Crossposted from the AI Alignment Forum. May contain more technical jargon than usual.

A crew of pirates all keep their gold in one very secure chest, with labelled sections for each pirate. Unfortunately, one day a storm hits the ship, tossing everything about. After the storm clears, the gold in the chest is all mixed up. The pirates each know how much gold they had - indeed, they’re rather obsessive about it - but they don’t trust each other to give honest numbers. How can they figure out how much gold each pirate had in the chest?

Here’s the trick: the captain has each crew member write down how much gold they had, in secret. Then, the captain adds it all up. If the final amount matches the amount of gold in the chest, then we’re done. But if the final amount does not match the amount of gold in the chest, then the captain throws the whole chest overboard, and nobody gets any of the gold.

I want to emphasize two key features of this problem. First, depending on what happens, we may never know how much gold each pirate had in the chest or who lied, even in hindsight. Hindsight isn’t 20/20. Second, the solution to the problem requires outright destruction of wealth. 

The point of this post is that these two features go hand-in-hand. There’s a wide range of real-life problems where we can’t tell what happened, even in hindsight; we’ll talk about three classes of examples. In these situations, it’s hard to design good incentives/mechanisms, because we don’t know where to allocate credit and blame. Outright wealth destruction provides a fairly general-purpose tool for such problems. It allows us to align incentives in otherwise-intractable problems, though often at considerable cost.

The Lemon Problem

Alice wants to sell her old car, and Bob is in the market for a decent quality used vehicle. One problem: while Alice knows that her car is in good condition (i.e. “not a lemon”), she has no cheap way to convince Bob of this fact. A full inspection by a neutral third party would be expensive, Bob doesn’t have the skills to inspect the car himself, and any words Alice speaks on the matter could just as easily be spoken by someone selling a lemon.

In order to convince Bob that the car is not a lemon, Alice needs to say or do something which a lemon-seller would not. What can she do?

One easy answer: offer to pay for any mechanical problems which come up after the sale. If Alice knew about expensive mechanical problems hiding under the car’s hood, then she wouldn’t offer Bob this sort of insurance (at least not for a low price). Conversely, if Alice is reasonably confident there are no mechanical problems, then offering to pay for the probably-non-existent problems costs her little.

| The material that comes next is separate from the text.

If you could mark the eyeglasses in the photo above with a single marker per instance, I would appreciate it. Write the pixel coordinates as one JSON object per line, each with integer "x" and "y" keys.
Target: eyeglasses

There is one problem with this approach, however: if Alice is paying for mechanical problems, then Bob has no incentive to take good care of the car.

Ideally, if we could figure out in hindsight which problems were already present at the time of the sale, then Alice could offer to pay for only problems which were present beforehand. But in practice, if the car’s brakes fail 6 months or a year after the sale, we have no way to tell when the problem began. Were they already worn down, or has Bob been visiting the racetrack?

We can get a less-than-perfect solution using a proxy. For instance, if the car’s belt snaps a week after the sale, then it was probably frayed beforehand. If it snaps five years after the sale, then it probably wasn’t a noticeable issue beforehand. In this case, we can use time-at-which-a-problem-is-detected as a proxy for whether-a-problem-was-present-at-time-of-sale. This isn’t perfectly reliable, and there will be grey areas, but it gets us one step closer to figuring out in hindsight what happened.

Alternatively, we could try to align incentives without figuring out what happened in hindsight, using a trick similar to our pirate captain throwing the chest overboard. The trick is: if there’s a mechanical problem after the sale, then both Alice and Bob pay for it. I do not mean they split the bill; I mean they both pay the entire cost of the bill. One of them pays the mechanic, and the other takes the same amount of money in cash and burns it. (Or donates to a third party they don’t especially like, or ….) This aligns both their incentives: Alice is no longer incentivized to hide mechanical problems when showing off the car, and Bob is no longer incentivized to ignore maintenance or frequent the racetrack.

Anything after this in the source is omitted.